There is no vaccine against violence in Afghanistan

 アフガニスタン(以後アフガン)における死亡数を押し上げているのは、世界中の多くの所と同じように、新型コロナウイルスではない。ニューヨーク・タイムズの集計によると、このアジアの中南部の国では、人口3700万人中、8000件足らずのウイルス感染症と、200件足らずの死亡例が記録されたということだ。  アフガンでは、イスラム過激派の支配下で苦しんでいる市民にとっては、死は日常のことのように訪れているのだ。最近の一連の凶暴な爆発事件の一つにおいては、トランプ大統領がシリアで全滅寸前まで追い詰めたので、しばらく忘れられていた「自称イスラム国(ISIS)」が、東部州で行われていた葬列を狙って、自爆者が自爆用ベストを爆発させる事件を起こしたため、根強く生き残っているさまを、まざまざと思い起こさせた。この凶悪な襲撃は、不幸中の幸いというか、事件前に心臓発作で死亡したばかりの地元の警察署長の葬儀に参加した人々に降り掛かり、少なくとも24人が殺害された。

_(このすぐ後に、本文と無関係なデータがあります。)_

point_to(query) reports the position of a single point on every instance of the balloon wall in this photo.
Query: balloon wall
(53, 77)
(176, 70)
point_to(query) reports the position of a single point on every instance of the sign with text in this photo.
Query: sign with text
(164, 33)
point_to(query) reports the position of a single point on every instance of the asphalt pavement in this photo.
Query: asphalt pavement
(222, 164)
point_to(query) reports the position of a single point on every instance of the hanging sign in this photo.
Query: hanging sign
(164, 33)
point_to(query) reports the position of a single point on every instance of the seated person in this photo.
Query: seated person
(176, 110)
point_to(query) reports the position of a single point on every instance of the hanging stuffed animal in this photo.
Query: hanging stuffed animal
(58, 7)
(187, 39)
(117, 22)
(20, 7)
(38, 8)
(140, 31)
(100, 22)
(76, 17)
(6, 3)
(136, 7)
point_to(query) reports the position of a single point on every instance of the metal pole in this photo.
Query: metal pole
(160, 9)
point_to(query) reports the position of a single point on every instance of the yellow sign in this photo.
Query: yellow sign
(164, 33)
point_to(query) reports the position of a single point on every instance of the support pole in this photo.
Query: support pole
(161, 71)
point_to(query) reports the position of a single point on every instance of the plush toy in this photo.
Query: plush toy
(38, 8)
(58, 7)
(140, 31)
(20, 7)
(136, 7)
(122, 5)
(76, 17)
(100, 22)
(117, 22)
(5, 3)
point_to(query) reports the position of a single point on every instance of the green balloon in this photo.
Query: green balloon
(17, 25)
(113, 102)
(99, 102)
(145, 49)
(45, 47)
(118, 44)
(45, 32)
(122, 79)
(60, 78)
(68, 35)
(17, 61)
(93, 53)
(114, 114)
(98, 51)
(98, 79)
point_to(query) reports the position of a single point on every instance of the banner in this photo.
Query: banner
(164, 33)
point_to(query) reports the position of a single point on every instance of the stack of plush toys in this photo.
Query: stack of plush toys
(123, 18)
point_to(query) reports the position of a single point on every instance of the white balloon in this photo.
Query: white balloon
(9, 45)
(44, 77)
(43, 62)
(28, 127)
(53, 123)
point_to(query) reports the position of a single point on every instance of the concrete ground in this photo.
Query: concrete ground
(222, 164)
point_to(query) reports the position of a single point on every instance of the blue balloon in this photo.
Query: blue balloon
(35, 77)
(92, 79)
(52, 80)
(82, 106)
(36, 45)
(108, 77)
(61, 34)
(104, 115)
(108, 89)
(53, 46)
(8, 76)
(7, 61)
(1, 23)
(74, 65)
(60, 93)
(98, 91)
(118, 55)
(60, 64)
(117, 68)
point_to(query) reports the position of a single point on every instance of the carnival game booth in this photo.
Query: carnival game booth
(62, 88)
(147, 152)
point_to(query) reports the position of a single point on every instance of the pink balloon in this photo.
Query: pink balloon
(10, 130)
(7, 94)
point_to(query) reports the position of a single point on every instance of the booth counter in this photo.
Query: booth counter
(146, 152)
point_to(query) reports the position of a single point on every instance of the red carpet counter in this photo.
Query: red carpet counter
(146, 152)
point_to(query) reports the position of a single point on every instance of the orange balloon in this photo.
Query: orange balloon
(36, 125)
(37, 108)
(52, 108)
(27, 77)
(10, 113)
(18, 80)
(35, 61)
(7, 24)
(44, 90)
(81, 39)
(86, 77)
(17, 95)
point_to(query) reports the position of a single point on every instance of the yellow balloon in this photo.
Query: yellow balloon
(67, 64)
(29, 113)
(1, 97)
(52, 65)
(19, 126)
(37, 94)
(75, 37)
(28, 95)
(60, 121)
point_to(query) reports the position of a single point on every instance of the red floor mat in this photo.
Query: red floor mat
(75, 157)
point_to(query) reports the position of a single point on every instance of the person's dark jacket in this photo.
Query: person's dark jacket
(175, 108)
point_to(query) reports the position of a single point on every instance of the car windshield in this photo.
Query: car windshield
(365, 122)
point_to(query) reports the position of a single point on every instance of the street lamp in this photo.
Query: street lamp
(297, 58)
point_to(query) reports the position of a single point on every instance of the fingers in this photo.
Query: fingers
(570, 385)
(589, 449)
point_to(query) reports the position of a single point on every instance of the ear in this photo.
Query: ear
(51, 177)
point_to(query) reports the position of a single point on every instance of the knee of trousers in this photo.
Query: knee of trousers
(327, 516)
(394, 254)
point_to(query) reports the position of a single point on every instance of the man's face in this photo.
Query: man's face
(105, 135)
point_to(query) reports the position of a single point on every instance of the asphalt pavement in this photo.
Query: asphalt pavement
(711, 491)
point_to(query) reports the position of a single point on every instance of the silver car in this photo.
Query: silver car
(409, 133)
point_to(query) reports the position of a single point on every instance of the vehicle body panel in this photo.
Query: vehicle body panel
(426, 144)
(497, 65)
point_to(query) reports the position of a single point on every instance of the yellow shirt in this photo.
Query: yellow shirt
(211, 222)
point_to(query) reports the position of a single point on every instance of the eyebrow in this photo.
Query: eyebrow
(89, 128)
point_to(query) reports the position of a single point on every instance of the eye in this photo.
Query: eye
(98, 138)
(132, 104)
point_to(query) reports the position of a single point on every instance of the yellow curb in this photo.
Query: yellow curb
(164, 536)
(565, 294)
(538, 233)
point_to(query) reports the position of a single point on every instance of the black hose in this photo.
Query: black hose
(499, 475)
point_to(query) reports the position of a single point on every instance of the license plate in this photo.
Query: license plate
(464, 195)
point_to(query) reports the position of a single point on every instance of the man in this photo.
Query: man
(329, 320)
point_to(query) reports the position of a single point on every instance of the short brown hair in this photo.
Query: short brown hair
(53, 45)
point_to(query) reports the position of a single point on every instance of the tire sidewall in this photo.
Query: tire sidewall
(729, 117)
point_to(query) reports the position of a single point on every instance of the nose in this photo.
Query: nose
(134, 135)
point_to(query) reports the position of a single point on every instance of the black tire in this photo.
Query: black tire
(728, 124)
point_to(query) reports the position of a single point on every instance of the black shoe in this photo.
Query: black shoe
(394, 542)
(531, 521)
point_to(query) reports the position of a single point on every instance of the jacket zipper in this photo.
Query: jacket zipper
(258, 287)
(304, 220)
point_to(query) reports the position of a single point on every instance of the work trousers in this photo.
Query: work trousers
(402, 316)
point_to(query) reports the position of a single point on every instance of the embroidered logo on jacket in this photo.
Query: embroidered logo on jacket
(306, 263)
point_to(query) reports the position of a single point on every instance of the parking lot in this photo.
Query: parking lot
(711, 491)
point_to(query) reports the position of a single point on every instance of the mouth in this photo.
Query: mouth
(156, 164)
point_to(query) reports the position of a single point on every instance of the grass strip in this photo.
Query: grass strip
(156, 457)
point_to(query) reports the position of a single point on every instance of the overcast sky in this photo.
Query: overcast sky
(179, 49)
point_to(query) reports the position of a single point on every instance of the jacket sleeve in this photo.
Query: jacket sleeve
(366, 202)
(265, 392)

 カブールでも、別の襲撃事件が起き、タリバン兵士は、緊急な医療支援を提供する人道的組織「国境なき医師団」が運営する産科病棟を撃ちまくった。狙撃犯らは、看護師や母親を含む24人を銃殺し、新生児用かご型ベッドの中に寝かされていた2人の新生児を、悪辣(あつらく)極まりない方法で殺害した。